Zudem bleibt im Moment die Zahl der Neuinfektionen ja gerade nicht konstant, sondern geht steil nach oben. Falls bald jede erkrankte Person wieder 1,5 oder 2 weitere ansteckt, verdoppelt sich alle paar Tage die Zahl der Erkrankten.
Ein einfaches Rechenbeispiel zeigt, was das für die Intensivstationen bedeutet: Wenn in einer Woche 500 Erkrankte eingeliefert werden, können es in der Folgewoche schon 1.000 weitere sein, in der darauffolgenden Woche 2.000, in der vierten Woche schließlich 4.000.  Das Tückische daran: Wenn man in der ersten Woche noch 5.000 freie Betten hat, wirken 500 neue Fälle zunächst nicht beunruhigend. In der vierten Woche jedoch benötigt man bereits mehrere tausend Betten. Genauer: Auch wenn alle Erkrankten bereits nach zwei Wochen aus der Intensivstation entlassen werden, wären in der vierten Woche 6.000 Betten notwendig.
Das sind alles keine theoretischen Zahlenspiele, sondern es ist die grundlegende Dynamik von Krankheiten, deren Verbreitung exponentiell ansteigt: Ohne Gegenmaßnahmen liegt der R-Wert von Covid-19 zwischen 2,4 und 3,3. Jede erkrankte Person würde also im schlimmsten Fall mehr als drei Personen anstecken, und die Zahl der Fälle sich alle zweieinhalb Tage verdoppeln.

Fazit:


Die Kritiker beklagen zu Recht, dass die etablierten Medien zu wenig über Sinn und Unsinn der einzelnen Maßnahmen diskutieren. Es geht ja darum, dass zur Zeit zentrale Freiheitsrechte eingeschränkt werden. Deswegen sollte natürlich jede einzelne Einschränkung diskutiert werden: Ist sie überhaupt sinnvoll? Bringt eine mildere Maßnahme eventuell sogar mehr? Und brauchen nicht erstmal die Ämter deutlich mehr Personal, damit sie überhaupt in der Lage sind, die bereits vorhandenen Regeln durchzusetzen und Infektionsketten sofort zu verfolgen?
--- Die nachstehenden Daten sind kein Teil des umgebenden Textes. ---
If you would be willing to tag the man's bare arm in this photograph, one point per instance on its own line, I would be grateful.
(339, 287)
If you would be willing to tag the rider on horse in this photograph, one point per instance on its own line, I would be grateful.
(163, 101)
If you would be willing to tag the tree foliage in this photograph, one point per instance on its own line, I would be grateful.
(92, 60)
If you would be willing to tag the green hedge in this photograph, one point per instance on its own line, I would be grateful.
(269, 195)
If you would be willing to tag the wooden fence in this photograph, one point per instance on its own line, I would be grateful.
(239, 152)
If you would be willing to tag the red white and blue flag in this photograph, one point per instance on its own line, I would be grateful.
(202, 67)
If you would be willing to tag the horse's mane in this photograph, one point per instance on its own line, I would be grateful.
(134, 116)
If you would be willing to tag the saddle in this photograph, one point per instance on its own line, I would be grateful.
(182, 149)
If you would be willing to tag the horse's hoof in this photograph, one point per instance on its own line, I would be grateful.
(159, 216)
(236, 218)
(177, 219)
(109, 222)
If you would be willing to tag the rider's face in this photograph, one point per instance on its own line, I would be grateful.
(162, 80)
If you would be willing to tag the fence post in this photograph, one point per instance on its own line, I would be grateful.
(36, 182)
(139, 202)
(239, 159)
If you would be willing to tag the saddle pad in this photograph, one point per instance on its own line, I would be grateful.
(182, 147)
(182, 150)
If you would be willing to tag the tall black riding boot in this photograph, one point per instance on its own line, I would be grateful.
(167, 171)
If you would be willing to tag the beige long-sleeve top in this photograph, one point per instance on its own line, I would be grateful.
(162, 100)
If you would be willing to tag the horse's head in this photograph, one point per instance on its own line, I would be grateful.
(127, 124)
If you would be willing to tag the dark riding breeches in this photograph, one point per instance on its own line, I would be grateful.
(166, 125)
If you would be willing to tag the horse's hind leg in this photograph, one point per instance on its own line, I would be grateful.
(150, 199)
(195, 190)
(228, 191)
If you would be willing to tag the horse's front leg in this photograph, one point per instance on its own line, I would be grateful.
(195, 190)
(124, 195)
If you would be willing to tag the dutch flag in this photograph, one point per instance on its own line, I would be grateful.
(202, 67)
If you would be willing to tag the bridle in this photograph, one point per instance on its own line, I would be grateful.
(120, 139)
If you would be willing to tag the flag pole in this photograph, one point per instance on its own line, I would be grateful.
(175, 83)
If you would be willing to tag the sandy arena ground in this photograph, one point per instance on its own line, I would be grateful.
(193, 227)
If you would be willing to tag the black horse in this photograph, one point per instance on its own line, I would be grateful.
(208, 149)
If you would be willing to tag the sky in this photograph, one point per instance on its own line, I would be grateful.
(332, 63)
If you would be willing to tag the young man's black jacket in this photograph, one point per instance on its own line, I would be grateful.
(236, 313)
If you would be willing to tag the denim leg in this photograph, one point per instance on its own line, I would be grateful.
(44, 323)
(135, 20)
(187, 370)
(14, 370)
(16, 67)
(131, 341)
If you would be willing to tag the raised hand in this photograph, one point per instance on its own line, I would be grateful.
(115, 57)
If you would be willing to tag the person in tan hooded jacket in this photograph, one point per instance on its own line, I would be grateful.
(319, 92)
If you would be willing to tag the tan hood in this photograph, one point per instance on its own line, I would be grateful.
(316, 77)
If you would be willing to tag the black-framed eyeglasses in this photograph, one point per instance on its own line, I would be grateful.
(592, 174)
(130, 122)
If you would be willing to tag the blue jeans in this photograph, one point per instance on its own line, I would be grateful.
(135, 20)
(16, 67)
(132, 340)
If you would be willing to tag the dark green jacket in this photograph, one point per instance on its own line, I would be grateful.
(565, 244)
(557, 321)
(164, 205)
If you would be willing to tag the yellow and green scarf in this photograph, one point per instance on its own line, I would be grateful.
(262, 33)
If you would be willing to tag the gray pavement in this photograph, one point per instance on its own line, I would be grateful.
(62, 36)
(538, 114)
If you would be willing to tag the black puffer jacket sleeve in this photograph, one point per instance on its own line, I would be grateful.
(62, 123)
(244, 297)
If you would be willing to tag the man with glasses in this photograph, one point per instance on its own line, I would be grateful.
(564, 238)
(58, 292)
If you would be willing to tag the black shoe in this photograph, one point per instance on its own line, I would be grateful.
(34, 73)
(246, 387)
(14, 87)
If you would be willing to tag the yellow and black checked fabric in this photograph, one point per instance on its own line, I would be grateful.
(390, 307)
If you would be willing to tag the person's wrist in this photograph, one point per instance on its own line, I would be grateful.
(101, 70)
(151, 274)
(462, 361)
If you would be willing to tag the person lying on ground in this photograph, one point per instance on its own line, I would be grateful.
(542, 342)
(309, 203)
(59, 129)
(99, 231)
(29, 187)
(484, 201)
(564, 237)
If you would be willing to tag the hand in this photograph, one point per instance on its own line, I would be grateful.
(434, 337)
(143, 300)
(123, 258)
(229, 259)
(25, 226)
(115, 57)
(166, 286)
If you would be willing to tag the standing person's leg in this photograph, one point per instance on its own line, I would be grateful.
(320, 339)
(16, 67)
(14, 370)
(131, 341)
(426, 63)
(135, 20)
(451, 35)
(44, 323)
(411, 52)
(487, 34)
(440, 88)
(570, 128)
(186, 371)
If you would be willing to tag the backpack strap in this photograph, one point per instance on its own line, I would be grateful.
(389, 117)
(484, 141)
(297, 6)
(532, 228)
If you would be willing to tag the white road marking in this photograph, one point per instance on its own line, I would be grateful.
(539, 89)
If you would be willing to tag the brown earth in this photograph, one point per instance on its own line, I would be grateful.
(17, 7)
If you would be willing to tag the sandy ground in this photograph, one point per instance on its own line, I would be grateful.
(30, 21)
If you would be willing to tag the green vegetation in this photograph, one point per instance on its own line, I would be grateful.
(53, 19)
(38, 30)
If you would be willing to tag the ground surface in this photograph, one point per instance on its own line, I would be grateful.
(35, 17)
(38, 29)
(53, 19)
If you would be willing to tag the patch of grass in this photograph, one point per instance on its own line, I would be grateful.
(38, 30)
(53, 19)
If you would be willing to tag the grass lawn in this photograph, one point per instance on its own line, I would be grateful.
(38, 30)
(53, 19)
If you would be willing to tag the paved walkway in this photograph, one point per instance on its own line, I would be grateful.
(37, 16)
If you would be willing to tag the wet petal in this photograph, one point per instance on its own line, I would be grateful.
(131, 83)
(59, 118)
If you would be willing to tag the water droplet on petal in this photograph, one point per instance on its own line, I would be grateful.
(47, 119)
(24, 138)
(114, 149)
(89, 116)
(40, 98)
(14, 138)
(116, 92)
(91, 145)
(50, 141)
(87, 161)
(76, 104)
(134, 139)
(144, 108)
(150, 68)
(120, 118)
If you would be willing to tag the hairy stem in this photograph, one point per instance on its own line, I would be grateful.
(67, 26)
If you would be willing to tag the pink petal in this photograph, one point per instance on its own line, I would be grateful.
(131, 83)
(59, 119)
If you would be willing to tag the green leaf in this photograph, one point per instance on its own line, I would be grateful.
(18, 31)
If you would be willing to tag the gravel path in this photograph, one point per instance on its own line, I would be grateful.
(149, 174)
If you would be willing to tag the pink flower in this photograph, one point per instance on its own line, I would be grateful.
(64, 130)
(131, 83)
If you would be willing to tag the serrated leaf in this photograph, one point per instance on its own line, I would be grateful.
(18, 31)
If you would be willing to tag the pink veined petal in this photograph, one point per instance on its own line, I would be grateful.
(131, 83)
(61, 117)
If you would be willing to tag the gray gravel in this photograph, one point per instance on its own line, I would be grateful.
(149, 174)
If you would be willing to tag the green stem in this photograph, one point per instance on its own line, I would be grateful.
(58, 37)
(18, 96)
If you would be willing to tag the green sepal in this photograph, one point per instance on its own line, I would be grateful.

Doch die Gefahr einer Epidemie in Deutschland steigt gerade massiv an. Das Virus ist überall aktiv. Jetzt, da die Kontakte wieder enger und häufiger geworden sind, droht erneut ein exponentieller Anstieg der Infektionen. Wir stehen also vor einem Experiment mit ungewissem Ausgang. Zudem haben wir noch keine Erfahrung, wie stark der Winter die Ausbreitung des Virus in Deutschland beschleunigt, wenn sich das Leben vor allem in Innenräumen abspielt. Die steigenden Fallzahlen in Frankreich, den Niederlanden, Spanien, und jetzt auch in Deutschland sind deutliche Warnzeichen. Sie zu beachten ist klug, und keine "Panikmache".